Start with the conditional of the auxiliary verb: For most verbs, use “aurais” (for “avoir”) or “serais” (for “être”) as the conditional form.
With “avoir”: j’aurais, tu aurais, il/elle/on aurait, nous aurions, vous auriez, ils/elles auraient.
With “être”: je serais, tu serais, il/elle/on serait, nous serions, vous seriez, ils/elles seraient.
Add the past participle of the main verb to this conditional form.
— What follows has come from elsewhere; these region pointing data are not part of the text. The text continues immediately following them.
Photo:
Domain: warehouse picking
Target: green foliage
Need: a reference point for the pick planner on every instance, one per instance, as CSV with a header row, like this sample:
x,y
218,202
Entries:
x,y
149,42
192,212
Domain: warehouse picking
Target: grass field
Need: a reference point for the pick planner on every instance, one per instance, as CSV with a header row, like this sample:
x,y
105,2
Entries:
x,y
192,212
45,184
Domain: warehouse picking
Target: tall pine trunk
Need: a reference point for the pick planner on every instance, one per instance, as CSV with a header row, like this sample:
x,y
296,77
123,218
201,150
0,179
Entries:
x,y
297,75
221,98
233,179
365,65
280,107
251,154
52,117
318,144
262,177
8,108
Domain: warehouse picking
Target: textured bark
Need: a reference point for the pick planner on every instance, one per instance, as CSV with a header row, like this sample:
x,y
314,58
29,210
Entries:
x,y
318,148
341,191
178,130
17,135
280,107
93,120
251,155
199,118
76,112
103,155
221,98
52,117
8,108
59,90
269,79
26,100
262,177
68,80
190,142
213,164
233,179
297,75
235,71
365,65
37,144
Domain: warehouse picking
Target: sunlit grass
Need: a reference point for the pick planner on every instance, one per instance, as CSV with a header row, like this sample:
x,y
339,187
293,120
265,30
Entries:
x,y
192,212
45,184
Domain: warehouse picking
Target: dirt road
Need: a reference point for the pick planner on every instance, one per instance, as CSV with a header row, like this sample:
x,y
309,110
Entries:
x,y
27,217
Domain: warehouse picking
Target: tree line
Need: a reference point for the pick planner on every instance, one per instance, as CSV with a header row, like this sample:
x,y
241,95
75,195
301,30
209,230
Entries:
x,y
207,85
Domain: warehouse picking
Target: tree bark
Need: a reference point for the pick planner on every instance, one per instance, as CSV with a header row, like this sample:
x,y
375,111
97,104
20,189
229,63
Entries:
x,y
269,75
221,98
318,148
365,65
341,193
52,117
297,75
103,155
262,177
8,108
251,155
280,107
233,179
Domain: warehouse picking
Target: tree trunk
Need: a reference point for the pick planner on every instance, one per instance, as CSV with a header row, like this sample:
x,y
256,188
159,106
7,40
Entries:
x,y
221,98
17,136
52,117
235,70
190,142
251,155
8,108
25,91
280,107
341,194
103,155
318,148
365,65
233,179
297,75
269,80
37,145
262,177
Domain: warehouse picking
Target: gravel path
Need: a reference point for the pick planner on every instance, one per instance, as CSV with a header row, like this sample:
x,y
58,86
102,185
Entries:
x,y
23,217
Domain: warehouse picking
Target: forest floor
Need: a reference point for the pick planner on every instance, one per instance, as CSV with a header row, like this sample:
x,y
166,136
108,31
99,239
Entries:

For example, if you want to say “I would have done,” you would use “j’aurais fait.” If you want to say “She would have gone,” you would use “elle serait allée.”
Common Everyday Usage Patterns
Expressing Unreal Past Scenarios
The Conditionnel Passé is often used to talk about actions that did not happen in the past, but you are speculating about what would have occurred if they had. It’s a way to discuss hypothetical situations in the past.
Si j’avais su, je t’aurais aidé. (If I had known, I would have helped you.)
Il serait venu s’il avait eu le temps. (He would have come if he had had the time.)
Polite Requests or Suggestions
It can be used to make polite requests or suggestions in the past.
Pourriez-vous m’aider, s’il vous plaît ? (Could you have helped me, please?)
Expressing Doubt or Uncertainty
It can convey doubt or uncertainty regarding past events.
Il aurait peut-être oublié notre rendez-vous. (He might have forgotten our appointment.)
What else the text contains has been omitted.